ECSP Director Geoffrey Dabelko and University of Maryland professor Ken Conca are up for a $200,000 prize for Ideas Improving World Order.

ECSP Director Geoffrey Dabelko and University of Maryland professor Ken Conca's 2002 book Environmental Peacemaking is competing for the $200,000 Grawemeyer Award for Ideas Improving World Order.

The World Order Award, created through the generosity of the late H. Charles Grawemeyer, is conferred annually and is administered by the University of Louisville's Department of Political Science. Its purpose is to stimulate the recognition, dissemination, and critical analysis of outstanding proposals for improving world order.

Environmental Peacemaking examines the way that environmental cooperation opens channels for peacemaking by enhancing trust, establishing habits of cooperation, encouraging longer-term thinking by decisionmakers, forging cooperative linkages across societies, and creating shared norms and identities throughout regions. Even though environmental degradation is widely recognized as a catalyst for violent conflict, environmental cooperation has gone almost unexplored as a means of peacemaking.

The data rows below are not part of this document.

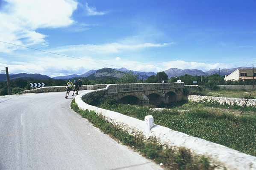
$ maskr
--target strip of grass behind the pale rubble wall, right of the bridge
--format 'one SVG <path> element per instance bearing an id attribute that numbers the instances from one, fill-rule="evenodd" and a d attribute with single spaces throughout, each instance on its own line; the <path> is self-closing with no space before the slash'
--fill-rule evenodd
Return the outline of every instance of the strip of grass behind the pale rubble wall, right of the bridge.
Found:
<path id="1" fill-rule="evenodd" d="M 217 97 L 227 97 L 227 98 L 248 98 L 250 95 L 249 91 L 245 90 L 230 90 L 230 89 L 202 89 L 194 90 L 189 92 L 189 95 L 207 95 L 207 96 L 217 96 Z M 256 90 L 252 91 L 251 99 L 256 99 Z"/>

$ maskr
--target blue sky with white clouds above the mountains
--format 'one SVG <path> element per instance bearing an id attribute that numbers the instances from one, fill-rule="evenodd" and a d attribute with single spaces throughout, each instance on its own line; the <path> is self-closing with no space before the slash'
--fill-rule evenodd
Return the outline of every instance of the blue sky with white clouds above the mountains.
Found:
<path id="1" fill-rule="evenodd" d="M 256 0 L 0 0 L 0 70 L 159 72 L 256 63 Z M 71 58 L 74 57 L 74 58 Z"/>

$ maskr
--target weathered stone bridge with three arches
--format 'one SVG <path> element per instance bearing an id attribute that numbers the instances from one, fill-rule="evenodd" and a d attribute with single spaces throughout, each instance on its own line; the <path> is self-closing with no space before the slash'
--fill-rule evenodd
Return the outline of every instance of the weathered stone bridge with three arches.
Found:
<path id="1" fill-rule="evenodd" d="M 109 84 L 105 96 L 123 103 L 170 104 L 187 100 L 184 83 Z"/>

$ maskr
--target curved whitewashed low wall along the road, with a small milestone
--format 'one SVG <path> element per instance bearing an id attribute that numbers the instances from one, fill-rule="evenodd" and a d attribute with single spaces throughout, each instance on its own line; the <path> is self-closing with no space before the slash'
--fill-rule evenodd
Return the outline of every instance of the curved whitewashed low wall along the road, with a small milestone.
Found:
<path id="1" fill-rule="evenodd" d="M 154 124 L 150 133 L 148 133 L 145 121 L 118 112 L 94 107 L 82 101 L 83 96 L 86 95 L 90 95 L 91 97 L 104 95 L 108 87 L 109 86 L 105 89 L 88 91 L 77 95 L 75 101 L 79 109 L 93 110 L 97 114 L 103 115 L 106 120 L 115 126 L 126 130 L 131 135 L 135 132 L 140 132 L 146 137 L 156 137 L 160 143 L 167 144 L 169 147 L 185 147 L 195 154 L 208 156 L 211 158 L 212 163 L 225 166 L 228 170 L 256 170 L 256 157 L 254 156 L 156 124 Z"/>

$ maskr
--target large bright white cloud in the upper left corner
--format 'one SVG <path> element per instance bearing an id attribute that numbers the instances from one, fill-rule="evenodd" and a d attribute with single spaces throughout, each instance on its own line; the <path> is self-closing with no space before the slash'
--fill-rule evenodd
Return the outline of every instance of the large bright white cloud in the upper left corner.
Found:
<path id="1" fill-rule="evenodd" d="M 38 28 L 58 28 L 74 23 L 71 15 L 77 9 L 75 0 L 5 0 L 0 12 L 0 39 L 18 45 L 47 45 Z M 17 49 L 0 43 L 0 52 Z"/>

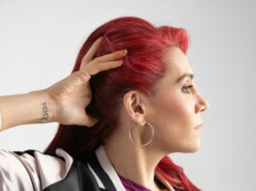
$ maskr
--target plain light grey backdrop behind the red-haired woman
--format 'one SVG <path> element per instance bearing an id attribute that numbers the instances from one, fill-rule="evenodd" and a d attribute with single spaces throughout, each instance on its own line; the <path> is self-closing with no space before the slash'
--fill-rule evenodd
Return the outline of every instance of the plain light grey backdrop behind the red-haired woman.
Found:
<path id="1" fill-rule="evenodd" d="M 210 108 L 202 115 L 200 150 L 170 157 L 202 190 L 253 191 L 255 8 L 254 0 L 0 0 L 0 95 L 40 90 L 70 75 L 82 43 L 112 18 L 183 27 L 195 83 Z M 16 126 L 0 133 L 0 147 L 44 150 L 57 126 Z"/>

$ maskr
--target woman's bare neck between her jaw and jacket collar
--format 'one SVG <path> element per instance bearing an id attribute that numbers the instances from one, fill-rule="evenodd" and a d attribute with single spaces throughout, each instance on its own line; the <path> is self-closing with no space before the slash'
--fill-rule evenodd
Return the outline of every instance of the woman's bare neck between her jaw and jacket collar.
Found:
<path id="1" fill-rule="evenodd" d="M 155 169 L 163 153 L 158 153 L 151 145 L 141 147 L 124 140 L 107 141 L 103 147 L 119 175 L 156 190 Z"/>

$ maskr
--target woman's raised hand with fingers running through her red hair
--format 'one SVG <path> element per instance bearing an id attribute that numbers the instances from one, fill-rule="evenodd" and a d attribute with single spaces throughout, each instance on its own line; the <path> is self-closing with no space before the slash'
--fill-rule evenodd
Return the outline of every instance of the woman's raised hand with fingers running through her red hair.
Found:
<path id="1" fill-rule="evenodd" d="M 122 66 L 122 61 L 118 59 L 127 54 L 127 50 L 119 50 L 92 60 L 101 40 L 102 38 L 98 39 L 90 47 L 78 71 L 44 90 L 55 103 L 53 122 L 85 126 L 98 123 L 99 120 L 88 116 L 85 110 L 92 99 L 89 84 L 91 75 Z"/>

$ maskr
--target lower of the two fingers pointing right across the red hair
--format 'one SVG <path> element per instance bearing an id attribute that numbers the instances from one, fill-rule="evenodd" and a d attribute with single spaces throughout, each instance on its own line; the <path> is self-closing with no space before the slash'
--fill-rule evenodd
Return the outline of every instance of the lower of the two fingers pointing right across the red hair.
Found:
<path id="1" fill-rule="evenodd" d="M 91 68 L 89 71 L 86 71 L 90 73 L 91 75 L 95 75 L 99 73 L 100 71 L 107 70 L 110 68 L 118 68 L 123 65 L 123 61 L 111 61 L 111 62 L 106 62 L 106 63 L 96 63 L 93 65 L 93 68 Z"/>

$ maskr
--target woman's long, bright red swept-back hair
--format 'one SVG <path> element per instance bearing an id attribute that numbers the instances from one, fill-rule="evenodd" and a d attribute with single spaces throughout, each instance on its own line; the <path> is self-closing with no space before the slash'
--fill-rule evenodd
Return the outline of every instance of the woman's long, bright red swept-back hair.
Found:
<path id="1" fill-rule="evenodd" d="M 103 36 L 103 40 L 96 57 L 128 49 L 121 68 L 101 71 L 90 79 L 93 97 L 86 112 L 99 118 L 100 123 L 90 128 L 60 123 L 46 150 L 61 148 L 73 157 L 87 157 L 117 128 L 120 97 L 129 90 L 154 94 L 154 84 L 164 76 L 167 69 L 161 61 L 167 49 L 178 46 L 185 53 L 188 46 L 188 37 L 183 28 L 156 27 L 142 18 L 119 17 L 101 25 L 89 36 L 78 53 L 72 72 L 79 69 L 83 56 L 100 36 Z M 168 155 L 161 159 L 156 171 L 177 190 L 199 190 L 185 177 L 183 168 L 176 165 Z"/>

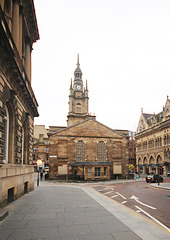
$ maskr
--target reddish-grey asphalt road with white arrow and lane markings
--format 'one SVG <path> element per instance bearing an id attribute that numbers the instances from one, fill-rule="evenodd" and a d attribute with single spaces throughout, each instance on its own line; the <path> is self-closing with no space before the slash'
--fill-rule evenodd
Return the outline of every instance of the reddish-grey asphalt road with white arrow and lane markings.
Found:
<path id="1" fill-rule="evenodd" d="M 93 188 L 156 224 L 170 228 L 170 190 L 152 188 L 146 182 L 95 185 Z"/>

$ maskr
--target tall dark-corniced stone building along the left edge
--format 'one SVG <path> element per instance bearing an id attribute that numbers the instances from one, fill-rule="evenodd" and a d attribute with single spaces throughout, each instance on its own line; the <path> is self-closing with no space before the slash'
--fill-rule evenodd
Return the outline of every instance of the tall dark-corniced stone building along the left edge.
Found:
<path id="1" fill-rule="evenodd" d="M 0 206 L 34 189 L 31 52 L 39 39 L 33 0 L 0 0 Z"/>

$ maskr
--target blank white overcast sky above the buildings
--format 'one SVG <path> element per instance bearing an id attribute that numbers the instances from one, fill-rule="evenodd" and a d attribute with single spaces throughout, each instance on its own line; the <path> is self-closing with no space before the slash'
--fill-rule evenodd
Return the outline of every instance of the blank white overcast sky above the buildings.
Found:
<path id="1" fill-rule="evenodd" d="M 159 113 L 170 95 L 169 0 L 34 0 L 40 40 L 32 51 L 35 125 L 67 126 L 79 54 L 89 113 L 136 131 L 141 108 Z"/>

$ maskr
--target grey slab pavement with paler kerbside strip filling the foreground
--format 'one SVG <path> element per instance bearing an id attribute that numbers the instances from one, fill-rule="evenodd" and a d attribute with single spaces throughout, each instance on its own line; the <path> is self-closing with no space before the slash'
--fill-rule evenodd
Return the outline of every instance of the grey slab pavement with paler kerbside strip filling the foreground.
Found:
<path id="1" fill-rule="evenodd" d="M 151 185 L 170 189 L 170 183 Z M 42 181 L 3 210 L 9 215 L 0 221 L 1 240 L 170 239 L 170 229 L 96 192 L 90 184 Z"/>

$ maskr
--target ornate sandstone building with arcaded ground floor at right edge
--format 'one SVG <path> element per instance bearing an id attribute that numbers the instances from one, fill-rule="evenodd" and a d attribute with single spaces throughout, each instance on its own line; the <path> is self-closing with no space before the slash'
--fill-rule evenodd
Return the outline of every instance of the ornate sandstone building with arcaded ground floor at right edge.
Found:
<path id="1" fill-rule="evenodd" d="M 170 100 L 158 114 L 141 112 L 136 134 L 138 171 L 167 176 L 170 172 Z"/>

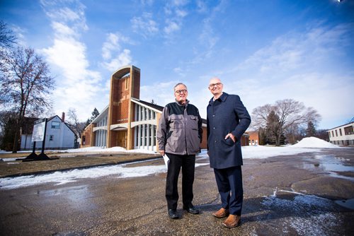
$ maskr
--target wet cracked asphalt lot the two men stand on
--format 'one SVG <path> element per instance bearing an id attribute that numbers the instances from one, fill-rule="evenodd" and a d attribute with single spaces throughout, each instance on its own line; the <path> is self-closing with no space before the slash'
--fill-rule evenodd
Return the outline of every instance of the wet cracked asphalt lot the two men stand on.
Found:
<path id="1" fill-rule="evenodd" d="M 137 165 L 163 160 L 127 167 Z M 195 170 L 200 214 L 180 201 L 177 220 L 167 215 L 166 172 L 0 189 L 0 235 L 354 235 L 353 167 L 354 148 L 244 159 L 241 225 L 233 229 L 212 216 L 220 199 L 209 165 Z"/>

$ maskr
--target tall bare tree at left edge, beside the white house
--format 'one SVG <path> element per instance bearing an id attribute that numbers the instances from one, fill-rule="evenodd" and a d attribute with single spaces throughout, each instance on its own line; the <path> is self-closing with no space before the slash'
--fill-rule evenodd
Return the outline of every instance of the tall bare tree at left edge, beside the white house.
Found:
<path id="1" fill-rule="evenodd" d="M 0 106 L 16 112 L 16 133 L 13 152 L 18 151 L 23 117 L 37 116 L 51 107 L 47 98 L 54 89 L 54 78 L 50 70 L 35 51 L 17 47 L 6 53 L 1 63 Z"/>

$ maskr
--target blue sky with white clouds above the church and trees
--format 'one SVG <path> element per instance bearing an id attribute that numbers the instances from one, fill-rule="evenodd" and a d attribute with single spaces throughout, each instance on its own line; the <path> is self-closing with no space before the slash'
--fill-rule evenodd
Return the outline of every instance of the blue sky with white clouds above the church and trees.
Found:
<path id="1" fill-rule="evenodd" d="M 110 76 L 141 69 L 140 99 L 173 101 L 188 86 L 202 117 L 219 76 L 255 107 L 292 98 L 331 129 L 354 116 L 354 1 L 0 0 L 0 18 L 56 78 L 52 114 L 82 121 L 108 105 Z"/>

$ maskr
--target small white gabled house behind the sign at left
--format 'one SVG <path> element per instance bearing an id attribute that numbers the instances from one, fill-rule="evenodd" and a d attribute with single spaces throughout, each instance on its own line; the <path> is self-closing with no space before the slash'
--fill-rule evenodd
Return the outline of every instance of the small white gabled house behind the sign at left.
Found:
<path id="1" fill-rule="evenodd" d="M 21 150 L 31 150 L 33 148 L 32 129 L 30 134 L 21 134 Z M 26 133 L 26 132 L 25 132 Z M 57 115 L 47 119 L 47 130 L 45 134 L 45 149 L 69 149 L 75 147 L 75 134 L 72 129 Z M 42 141 L 35 143 L 35 148 L 42 148 Z"/>

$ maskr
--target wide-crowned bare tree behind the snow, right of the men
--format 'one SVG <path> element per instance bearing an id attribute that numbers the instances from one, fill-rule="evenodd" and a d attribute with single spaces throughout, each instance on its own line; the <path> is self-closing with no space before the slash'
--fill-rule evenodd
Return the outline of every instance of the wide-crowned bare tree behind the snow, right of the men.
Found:
<path id="1" fill-rule="evenodd" d="M 285 99 L 276 101 L 274 105 L 256 107 L 252 112 L 253 128 L 266 128 L 268 117 L 272 112 L 278 117 L 278 125 L 273 124 L 273 128 L 277 129 L 273 131 L 273 134 L 276 134 L 276 146 L 280 146 L 280 138 L 285 131 L 303 126 L 310 121 L 316 124 L 321 119 L 321 115 L 314 108 L 305 107 L 302 102 Z"/>

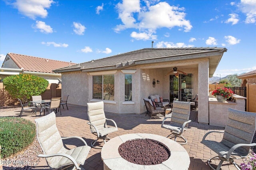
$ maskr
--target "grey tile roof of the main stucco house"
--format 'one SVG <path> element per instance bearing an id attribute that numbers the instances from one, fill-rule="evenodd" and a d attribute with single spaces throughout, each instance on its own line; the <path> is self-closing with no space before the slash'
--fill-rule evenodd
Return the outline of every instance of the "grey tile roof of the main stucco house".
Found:
<path id="1" fill-rule="evenodd" d="M 226 52 L 226 48 L 218 47 L 192 47 L 192 48 L 145 48 L 128 53 L 122 53 L 106 57 L 103 59 L 92 60 L 85 63 L 76 64 L 74 66 L 60 68 L 54 70 L 54 72 L 70 72 L 77 70 L 92 70 L 109 67 L 109 69 L 120 69 L 124 66 L 133 66 L 139 64 L 142 61 L 152 61 L 155 63 L 156 59 L 167 59 L 172 57 L 182 57 L 187 55 L 196 55 L 212 52 Z"/>

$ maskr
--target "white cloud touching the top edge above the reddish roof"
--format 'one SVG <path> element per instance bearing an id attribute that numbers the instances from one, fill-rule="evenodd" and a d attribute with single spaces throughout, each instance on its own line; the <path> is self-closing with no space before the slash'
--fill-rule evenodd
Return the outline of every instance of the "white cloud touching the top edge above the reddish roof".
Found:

The book looks at initiatives in six regions--South Asia, Central Asia, the Baltic, Southern Africa, the Caucasus, and the U.S.-Mexico border--and concludes that environmental cooperation holds considerable potential for contributing to peacemaking in most regions.

Environmental Peacemaking was published by the Woodrow Wilson Center Press and The Johns Hopkins University Press, and is available through The Johns Hopkins University Press.